The first part of this is a review of the VAT charged on fund management fees. Currently there is no VAT charged on annual management fees; however, individual clients of discretionary fund management companies are charged VAT when they pay their fees. Investment trusts, Open-Ended Investment Companies (OEICS) and UK unit trusts are considered ‘special investment funds’ under EU law and, as a result, are exempt from VAT. New legislation will need to be in place by the time the UK’s transition phase with the EU is over. However, it is not yet clear what the Government’s intentions are, as the consultation is only in the early stages of fact finding for the time being.
The second area of the review is a consultation to gather information on the appeal of the UK as a location for intermediary entities holding assets within alternative fund structures (e.g. real estate, private equity). The Government recognises that whilst the UK is, on the whole, an attractive holding company location, there are certain aspects (e.g. hybrid mismatch rules and withholding tax on corporate interest) that make it less competitive than other jurisdictions (Luxembourg, Malta, Cayman etc).
This consultation will run until 20 May 2020, at which point the Government will decide on what action is to be taken and any legislative timetable (if relevant). We will be submitting representations in due course.
At Budget 2016, the Government announced that the Corporation Tax main rate (for all profits except ring fence profits) would be reduced to 17% for the year starting 1 April 2020. However, in his speech to the Confederation of British Industries on 18 November last year, Boris Johnson pledged to scrap this cut if he won the election. The rest is history and so is the rate cut.
Digital Services Tax (DST) – 2% tax on revenues where value derived from UK users
From 1 April 2020, the Government will introduce a new 2% DST on the revenues of search engines, social media services and online marketplaces that derive value from UK users. This follows the introduction by France of its 3% digital services tax as of July last year.

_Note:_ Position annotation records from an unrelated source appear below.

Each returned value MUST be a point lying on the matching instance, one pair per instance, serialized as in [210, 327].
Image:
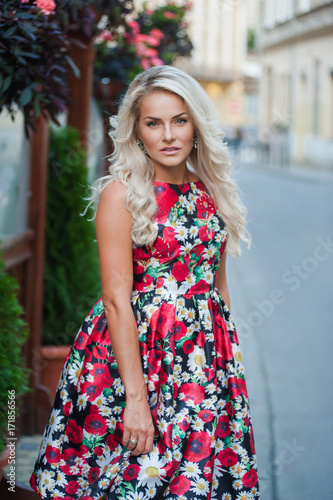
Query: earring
[141, 146]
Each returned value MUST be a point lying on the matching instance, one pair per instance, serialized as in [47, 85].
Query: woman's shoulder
[114, 190]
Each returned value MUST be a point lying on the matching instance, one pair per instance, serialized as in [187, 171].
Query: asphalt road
[282, 303]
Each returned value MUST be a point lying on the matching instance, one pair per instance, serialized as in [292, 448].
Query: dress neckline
[178, 185]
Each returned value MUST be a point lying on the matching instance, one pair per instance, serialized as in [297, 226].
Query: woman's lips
[170, 151]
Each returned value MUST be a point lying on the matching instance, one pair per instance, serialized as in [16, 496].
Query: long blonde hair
[210, 160]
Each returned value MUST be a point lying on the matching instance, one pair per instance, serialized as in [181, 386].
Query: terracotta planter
[54, 358]
[108, 91]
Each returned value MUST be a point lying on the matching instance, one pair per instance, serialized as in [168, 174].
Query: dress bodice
[185, 256]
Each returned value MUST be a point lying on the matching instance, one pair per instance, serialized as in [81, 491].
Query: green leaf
[25, 97]
[75, 69]
[37, 107]
[9, 32]
[6, 83]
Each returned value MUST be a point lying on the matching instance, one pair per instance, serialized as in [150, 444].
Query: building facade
[296, 91]
[223, 60]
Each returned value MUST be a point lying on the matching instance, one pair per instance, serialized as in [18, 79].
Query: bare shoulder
[113, 192]
[112, 204]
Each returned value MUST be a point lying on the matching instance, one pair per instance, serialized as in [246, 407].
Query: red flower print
[204, 234]
[131, 472]
[72, 487]
[52, 454]
[92, 390]
[69, 456]
[159, 282]
[169, 237]
[252, 441]
[230, 409]
[180, 485]
[74, 432]
[163, 319]
[95, 423]
[167, 435]
[201, 339]
[81, 341]
[209, 373]
[188, 346]
[163, 377]
[100, 352]
[184, 424]
[175, 390]
[101, 374]
[68, 408]
[112, 442]
[206, 415]
[180, 271]
[154, 358]
[208, 470]
[180, 330]
[201, 287]
[198, 446]
[193, 391]
[205, 207]
[166, 198]
[250, 478]
[147, 280]
[93, 474]
[223, 427]
[227, 457]
[237, 386]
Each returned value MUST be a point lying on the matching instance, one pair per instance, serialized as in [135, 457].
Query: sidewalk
[246, 160]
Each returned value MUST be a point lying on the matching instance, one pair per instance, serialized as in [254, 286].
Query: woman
[164, 412]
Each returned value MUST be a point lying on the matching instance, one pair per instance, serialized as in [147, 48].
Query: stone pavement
[26, 453]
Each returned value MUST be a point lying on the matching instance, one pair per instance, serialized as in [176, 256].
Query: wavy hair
[210, 160]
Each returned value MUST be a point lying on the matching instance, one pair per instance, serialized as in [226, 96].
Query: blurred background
[267, 65]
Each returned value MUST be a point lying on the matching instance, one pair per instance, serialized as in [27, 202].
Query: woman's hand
[138, 425]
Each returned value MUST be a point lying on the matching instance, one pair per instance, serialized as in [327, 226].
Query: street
[281, 301]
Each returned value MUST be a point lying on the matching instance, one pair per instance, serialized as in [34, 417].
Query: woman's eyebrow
[156, 119]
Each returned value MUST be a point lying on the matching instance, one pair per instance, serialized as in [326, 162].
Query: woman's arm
[113, 226]
[221, 280]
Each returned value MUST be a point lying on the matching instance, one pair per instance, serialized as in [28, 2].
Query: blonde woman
[152, 401]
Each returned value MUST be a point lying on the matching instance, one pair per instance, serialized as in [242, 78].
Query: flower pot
[108, 91]
[53, 359]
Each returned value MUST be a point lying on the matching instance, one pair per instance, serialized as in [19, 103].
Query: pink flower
[151, 53]
[169, 15]
[106, 35]
[152, 40]
[46, 6]
[156, 61]
[135, 27]
[145, 63]
[157, 33]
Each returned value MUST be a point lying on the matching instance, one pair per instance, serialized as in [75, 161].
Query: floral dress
[203, 445]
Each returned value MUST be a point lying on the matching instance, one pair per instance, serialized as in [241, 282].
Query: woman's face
[166, 131]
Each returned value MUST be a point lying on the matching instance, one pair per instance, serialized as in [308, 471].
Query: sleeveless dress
[203, 445]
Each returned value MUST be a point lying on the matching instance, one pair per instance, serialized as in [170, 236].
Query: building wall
[297, 85]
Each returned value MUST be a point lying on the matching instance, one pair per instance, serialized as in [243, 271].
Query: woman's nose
[168, 134]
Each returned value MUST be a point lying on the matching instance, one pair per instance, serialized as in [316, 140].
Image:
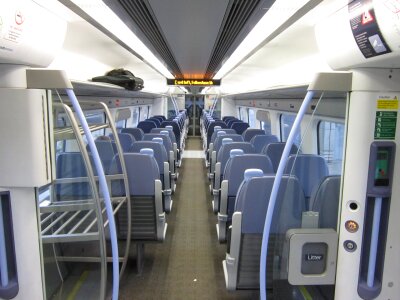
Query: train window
[121, 124]
[135, 116]
[265, 120]
[286, 123]
[266, 126]
[243, 114]
[252, 118]
[330, 144]
[96, 118]
[144, 113]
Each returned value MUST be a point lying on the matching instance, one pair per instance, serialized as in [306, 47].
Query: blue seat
[310, 169]
[231, 121]
[161, 157]
[106, 153]
[260, 141]
[241, 266]
[146, 126]
[227, 118]
[137, 133]
[72, 165]
[274, 152]
[222, 159]
[218, 144]
[168, 147]
[161, 117]
[325, 201]
[210, 130]
[148, 220]
[155, 120]
[240, 127]
[227, 131]
[249, 133]
[232, 178]
[126, 140]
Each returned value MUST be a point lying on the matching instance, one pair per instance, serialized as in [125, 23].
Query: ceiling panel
[190, 28]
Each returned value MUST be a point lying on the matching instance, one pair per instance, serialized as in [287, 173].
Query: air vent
[142, 14]
[235, 19]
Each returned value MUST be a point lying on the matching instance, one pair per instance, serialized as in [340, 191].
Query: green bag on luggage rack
[122, 78]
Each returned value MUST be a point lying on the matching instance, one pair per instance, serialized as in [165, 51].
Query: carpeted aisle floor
[188, 265]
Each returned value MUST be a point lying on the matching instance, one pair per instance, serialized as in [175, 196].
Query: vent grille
[142, 14]
[235, 19]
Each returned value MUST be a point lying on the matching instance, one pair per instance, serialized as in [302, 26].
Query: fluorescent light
[102, 14]
[275, 17]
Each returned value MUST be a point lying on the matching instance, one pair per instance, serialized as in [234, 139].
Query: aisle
[188, 265]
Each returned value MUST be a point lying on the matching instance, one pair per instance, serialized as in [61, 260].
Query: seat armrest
[160, 214]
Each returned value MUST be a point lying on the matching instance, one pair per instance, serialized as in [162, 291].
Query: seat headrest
[158, 140]
[226, 141]
[251, 173]
[235, 152]
[147, 151]
[219, 133]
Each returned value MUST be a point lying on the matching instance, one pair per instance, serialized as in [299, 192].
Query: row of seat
[242, 175]
[151, 161]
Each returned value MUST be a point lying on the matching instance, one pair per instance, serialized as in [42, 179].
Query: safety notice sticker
[385, 125]
[391, 104]
[365, 29]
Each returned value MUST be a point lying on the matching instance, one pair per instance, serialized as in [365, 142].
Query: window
[330, 144]
[286, 124]
[266, 126]
[135, 116]
[243, 115]
[252, 118]
[120, 124]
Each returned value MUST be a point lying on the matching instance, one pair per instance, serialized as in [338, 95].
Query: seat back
[237, 165]
[218, 141]
[170, 132]
[274, 152]
[260, 141]
[224, 152]
[106, 153]
[215, 133]
[325, 201]
[166, 140]
[137, 133]
[310, 169]
[142, 171]
[72, 165]
[210, 129]
[249, 133]
[240, 127]
[175, 129]
[231, 121]
[147, 125]
[227, 118]
[160, 154]
[234, 174]
[252, 201]
[126, 140]
[155, 120]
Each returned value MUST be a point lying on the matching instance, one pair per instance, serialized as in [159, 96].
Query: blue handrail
[104, 189]
[274, 193]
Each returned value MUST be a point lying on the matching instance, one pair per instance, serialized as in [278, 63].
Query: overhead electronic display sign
[194, 82]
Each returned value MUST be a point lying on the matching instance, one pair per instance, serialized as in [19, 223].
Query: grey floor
[188, 265]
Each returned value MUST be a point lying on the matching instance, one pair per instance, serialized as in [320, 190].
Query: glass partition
[308, 203]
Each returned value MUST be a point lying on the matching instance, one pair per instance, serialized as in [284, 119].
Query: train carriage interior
[169, 149]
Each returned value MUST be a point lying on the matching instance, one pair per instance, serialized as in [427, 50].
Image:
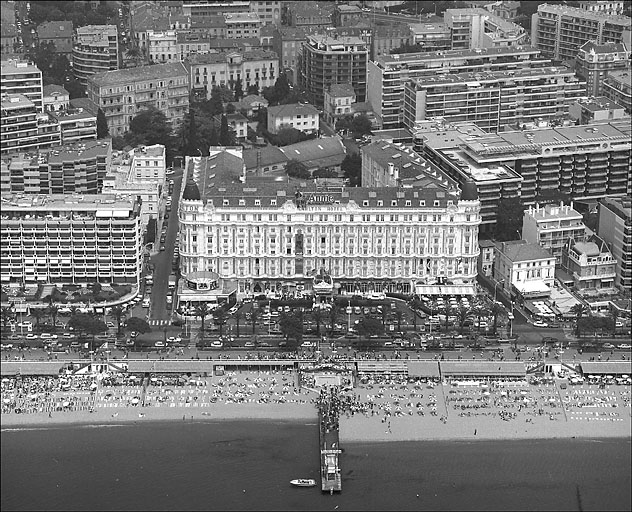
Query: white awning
[532, 287]
[444, 290]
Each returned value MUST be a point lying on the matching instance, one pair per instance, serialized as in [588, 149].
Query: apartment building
[596, 110]
[594, 62]
[327, 60]
[300, 116]
[255, 67]
[492, 99]
[478, 28]
[552, 226]
[433, 37]
[615, 228]
[78, 167]
[525, 271]
[339, 99]
[578, 161]
[590, 263]
[273, 235]
[96, 49]
[21, 77]
[618, 87]
[63, 238]
[162, 46]
[560, 30]
[124, 93]
[269, 11]
[207, 8]
[242, 25]
[23, 127]
[387, 74]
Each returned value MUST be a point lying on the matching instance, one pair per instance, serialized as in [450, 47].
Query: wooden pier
[330, 478]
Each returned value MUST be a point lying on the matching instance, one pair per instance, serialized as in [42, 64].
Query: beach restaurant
[512, 370]
[604, 368]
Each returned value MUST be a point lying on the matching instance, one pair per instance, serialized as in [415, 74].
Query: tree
[237, 317]
[296, 169]
[579, 310]
[52, 311]
[117, 313]
[461, 317]
[509, 219]
[220, 317]
[317, 316]
[254, 316]
[225, 138]
[137, 324]
[37, 314]
[238, 91]
[352, 167]
[7, 313]
[102, 125]
[202, 311]
[368, 327]
[291, 325]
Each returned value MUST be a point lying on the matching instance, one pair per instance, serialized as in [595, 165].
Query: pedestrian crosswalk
[156, 322]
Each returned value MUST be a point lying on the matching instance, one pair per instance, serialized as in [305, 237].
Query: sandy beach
[387, 411]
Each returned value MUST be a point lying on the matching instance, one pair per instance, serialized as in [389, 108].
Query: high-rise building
[95, 50]
[387, 74]
[552, 225]
[594, 62]
[478, 28]
[64, 238]
[78, 167]
[615, 228]
[326, 61]
[124, 93]
[274, 235]
[492, 99]
[618, 87]
[579, 161]
[23, 127]
[559, 30]
[21, 77]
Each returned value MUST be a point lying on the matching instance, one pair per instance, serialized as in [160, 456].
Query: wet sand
[464, 412]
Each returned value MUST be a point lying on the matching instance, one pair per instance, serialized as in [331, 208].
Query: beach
[380, 410]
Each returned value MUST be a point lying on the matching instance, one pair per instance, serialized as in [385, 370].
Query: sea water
[247, 465]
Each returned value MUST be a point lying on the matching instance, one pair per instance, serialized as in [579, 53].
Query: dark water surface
[247, 465]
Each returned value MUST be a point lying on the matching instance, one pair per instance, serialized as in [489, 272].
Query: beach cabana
[482, 369]
[603, 368]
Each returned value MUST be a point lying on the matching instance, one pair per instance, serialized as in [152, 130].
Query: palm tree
[37, 314]
[495, 310]
[7, 314]
[254, 316]
[117, 312]
[461, 317]
[317, 316]
[202, 311]
[237, 317]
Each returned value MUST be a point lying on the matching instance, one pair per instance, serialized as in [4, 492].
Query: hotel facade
[66, 238]
[268, 236]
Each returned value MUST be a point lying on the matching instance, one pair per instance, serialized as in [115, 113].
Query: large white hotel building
[264, 235]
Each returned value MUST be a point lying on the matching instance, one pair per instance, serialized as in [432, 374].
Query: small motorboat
[303, 482]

The DST is being implemented as the Government believes that under the current corporate tax rules there is a misalignment between the place where profits are taxed and where the value is created. We have questioned the merits of the DST and its timing given the importance of securing a post-Brexit trade deal with the U.S. However, the impact of the DST is such that it should not materially impact those it is targeted at which suggests that this is a “gesture tax”, rather than one that is intended to raise billions of revenue and / or change taxpayer behaviours.
Research & Development Expenditure Credit (RDEC) – increase from 12% to 13%
The Government is looking to support business investing in research & development (R&D), by increasing the rate of RDEC available to large companies and others in the RDEC scheme from 12% to 13%, from 1 April 2020.
Prior to the Budget there had been discussions around the re-introduction of a PAYE cap on the tax credit for SME R&D schemes, however, this has been pushed back to April 2021. Whilst this is good news for those using the SME R&D scheme, it may be seen as a bittersweet moment given the focus of the Government’s announcement has been large companies rather than looking to support smaller businesses through a period of economic uncertainty.
Finally, the Government is also consulting on the current qualifying costs for R&D purposes and how these could be expanded due to the fact that current legislation is limited in areas such as cloud and data computing, where R&D relief is not available.